US economic expansion has supported corporate growth and profitability in recent years, and the 2.9% increase in GDP that Standard & Poor’s forecasts for 2018 suggests corporate debt issuance will continue at strong levels. The trend is similar in Europe, where the European Central Bank (ECB) isn’t expected to hike rates before late 2019.
In its recently published “US Corporate Debt Market: The State Of Play in the First Half of 2018, the S&P noted that the amount of US corporate debt it rates, including bonds, notes, and term and revolving loans, increased by 8% in 2017 over the previous year, to $9 trillion. Much of that credit growth came from investment-grade debt, which has increased at a 7.7% compound rate since 2013 and jumped almost 8% in 2017, to $6.48 trillion. Speculative grade debt increased by 9% to $2.5 trillion, its first year over year increase since 2012.
Investment-grade bond issuance increased by 10% in 2017, or close to $1.1 trillion, some of which was used to refinance existing debt at still low rates, while a substantial share was used to fund M&A, share buybacks and other investor-friendly actions, according to S&P. Speculative-grade corporate bond issuance increased by a significant 26% in 2017, to $237 billion. Amidst rising rates, investor demand for floating-rated debt surged, and issuance of leveraged loans leaped by 50% in 2017, to a new high of $503 billion for institutional leveraged loan issuance.
The rating agency notes that while its economists’ forecast of 2.9% GDP growth in 2018 supports growing corporate debt, trade tensions and the strengthening dollar could negatively impact corporate growth, curtailing the need for debt.
As of mid-year, about 72% of US corporate debt was rated investment grade by S&P. By far, BBB-rated debt made up the largest share—39% of total corporate debt, or $3.5 trillion. The next largest category was single-A, with $2.3 trillion, or 25.4%.
The investment-grade companies tended to take on larger loans. The opposite is true for speculative-grade borrowers, which take on smaller loans; S&P notes that 56% of rated US corporate borrowers are speculative grade, while just 28% of US corporate debt fits into that category. The largest number of borrowers in any rating category were those holding single-B-rated debt—1,109 borrowers for a total of $1.09 trillion in debt. Those in the category of single-B-minus or lower held $498 billion of debt.

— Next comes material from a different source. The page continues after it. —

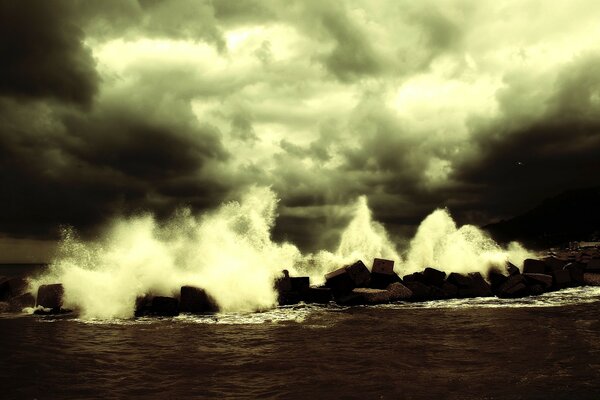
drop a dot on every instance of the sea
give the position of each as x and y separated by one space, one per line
544 347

Among nonfinancial companies, the utility sector had the largest amount of debt, at $832 billion, with 81% of it investment grade. High tech came in second, with $813.5 billion, of which 71% was investment grade. Media and entertainment, high tech and telecommunications were the sectors with the most speculative-grade debt.

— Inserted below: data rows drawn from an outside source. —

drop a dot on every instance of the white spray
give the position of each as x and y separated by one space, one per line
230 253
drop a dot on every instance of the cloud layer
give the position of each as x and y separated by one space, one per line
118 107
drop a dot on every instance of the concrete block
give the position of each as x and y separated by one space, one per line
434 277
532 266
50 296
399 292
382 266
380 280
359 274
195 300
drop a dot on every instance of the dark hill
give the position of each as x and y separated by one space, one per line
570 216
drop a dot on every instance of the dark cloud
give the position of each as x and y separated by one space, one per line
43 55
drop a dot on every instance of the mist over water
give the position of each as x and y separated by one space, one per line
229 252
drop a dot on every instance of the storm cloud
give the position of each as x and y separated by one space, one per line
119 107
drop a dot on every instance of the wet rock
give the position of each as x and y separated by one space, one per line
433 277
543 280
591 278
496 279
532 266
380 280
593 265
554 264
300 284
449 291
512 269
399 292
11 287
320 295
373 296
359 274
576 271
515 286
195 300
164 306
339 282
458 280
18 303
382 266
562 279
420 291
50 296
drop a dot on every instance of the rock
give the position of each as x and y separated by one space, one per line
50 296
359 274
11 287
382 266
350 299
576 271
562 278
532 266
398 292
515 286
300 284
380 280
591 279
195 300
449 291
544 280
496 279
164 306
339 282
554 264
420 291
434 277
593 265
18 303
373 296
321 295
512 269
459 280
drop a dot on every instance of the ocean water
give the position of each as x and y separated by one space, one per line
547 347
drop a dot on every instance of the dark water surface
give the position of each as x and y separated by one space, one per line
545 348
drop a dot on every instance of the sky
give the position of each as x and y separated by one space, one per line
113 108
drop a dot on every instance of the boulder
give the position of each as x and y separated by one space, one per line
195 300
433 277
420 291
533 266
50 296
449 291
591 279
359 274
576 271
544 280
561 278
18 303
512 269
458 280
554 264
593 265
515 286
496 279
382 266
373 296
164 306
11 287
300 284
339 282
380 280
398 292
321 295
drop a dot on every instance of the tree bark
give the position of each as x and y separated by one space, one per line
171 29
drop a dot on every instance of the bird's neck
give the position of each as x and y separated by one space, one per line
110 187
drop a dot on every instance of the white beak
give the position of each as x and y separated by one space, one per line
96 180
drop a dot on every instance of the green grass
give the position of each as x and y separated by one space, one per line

In terms of the type of debt, according to S&P, 80% of corporate debt was senior unsecured bonds, followed by senior secured bonds, revolvers and term loans. In the speculative-grade category, bank debt made up 51% while the remainder comprised bonds and notes. Term loans, including first-lien and subordinated debt, accounted for the largest share of speculative-grade debt, at 43%, or $1.08 trillion.
In a separate report covering Europe, S&P says it rated €5.8 trillion, just over half of which was held by nonfinancial corporates, and 85% of which was investment grade. Similar to the US, the single-A and BBB rating categories made up the largest portion, at €1.9 trillion. Most rated debt instruments, or €3.7 trillion, were senior unsecured bonds, followed by senior unsecured bonds, at €0.9 trillion.
Speculative-grade debt in Europe made up only 15% of rated debt, compared to 28% in the US, accounting for 40% of European issuers compared to 56% in the US.
The report says that 90% of European debt is in the form of bonds, notes, and preferred securities. Senior unsecured bonds were most prevalent, accounting for 64% of total debt and 69% of investment-grade debt. Revolvers were just 10% of total debt, but 38% of speculative-grade. The UK, France and Germany together made up more than half of total European debt.
S&P does not anticipate the ECB hiking rates before the third quarter of 2019. The rating agency notes that the ECB’s latest bank lending survey suggests that borrowing conditions for corporates continue to ease—a trend that continues in the US.